A Poem by Barbara Sheffer | Poetry | Hudson Valley | Chronogram Magazine

This was a blank sheet of paper. Four sides. Front and back. White. 8 ½ by 11. Unremarkable. Rippable. Scrunchable. Tearable. Terrible? Gosh, no. I hope not.

It used to be a tree, poor thing. What a step backward if it believed in Reincarnation.

Maybe it was a bad tree, though—a tree that would spitefully flick a nest of innocent baby robins from its branch—on a day without a whisper of wind. Now that is naughty.

Maybe it was the type of tree that grew its limbs waaaaaay way high—too high for children to climb on and too high for swings to be hung. No fun. Maybe it was a grumpy tree that did not like children. At all.

Maybe it was the type of tree that was so tough and gnarly that tree trimmers couldn’t even get their chainsaws through. Their saws would seize up and get caught mid cut. And need to go out for repairs. Expensive repairs.

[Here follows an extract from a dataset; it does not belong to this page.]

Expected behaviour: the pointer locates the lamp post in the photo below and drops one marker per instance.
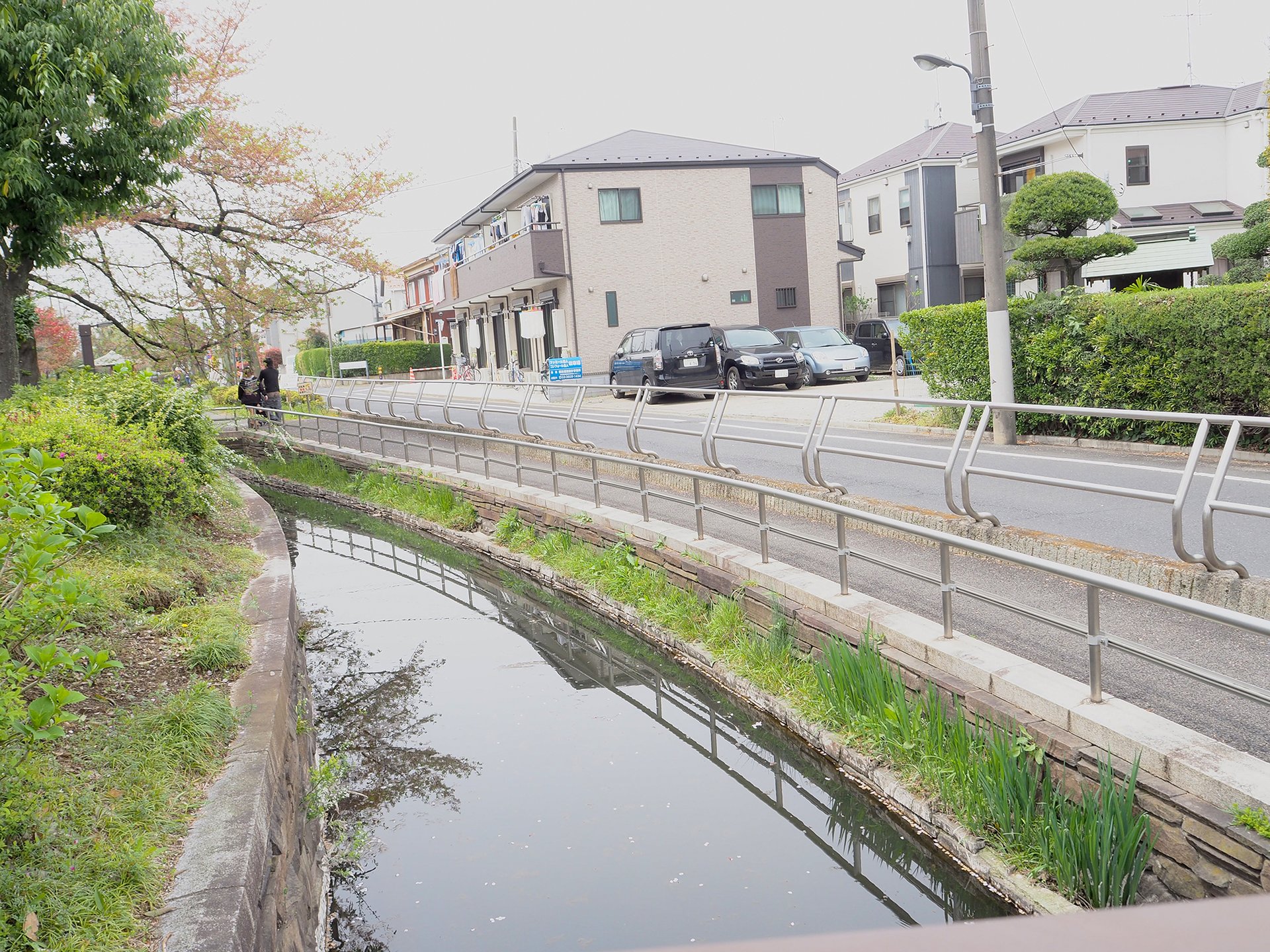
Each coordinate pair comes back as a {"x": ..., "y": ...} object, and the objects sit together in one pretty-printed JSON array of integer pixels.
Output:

Maybe it was a braggart, telling all the other trees within earshot that its ancestry can be traced back to the apple tree that Sir Isaac Newton sat under when he came up with his law of universal gravitation. And the tree would smugly sound out every single syllable in “un-i-ver-sal grav-it-a-tion” to make the other trees feel ignorant and bad. Insufferable.

I’m glad that tree got knocked down to size. Serves it right. It’s just a piece of paper now. Ha! A piece of paper that I have written all these words on. Ha! Not so smug now, huh, Mr. Tree. Mr. Lofty Powerful Shade-Maker Tree.

Or…maybe it’s just a piece of paper. Four sides. Front and back. White. 8 ½ by 11.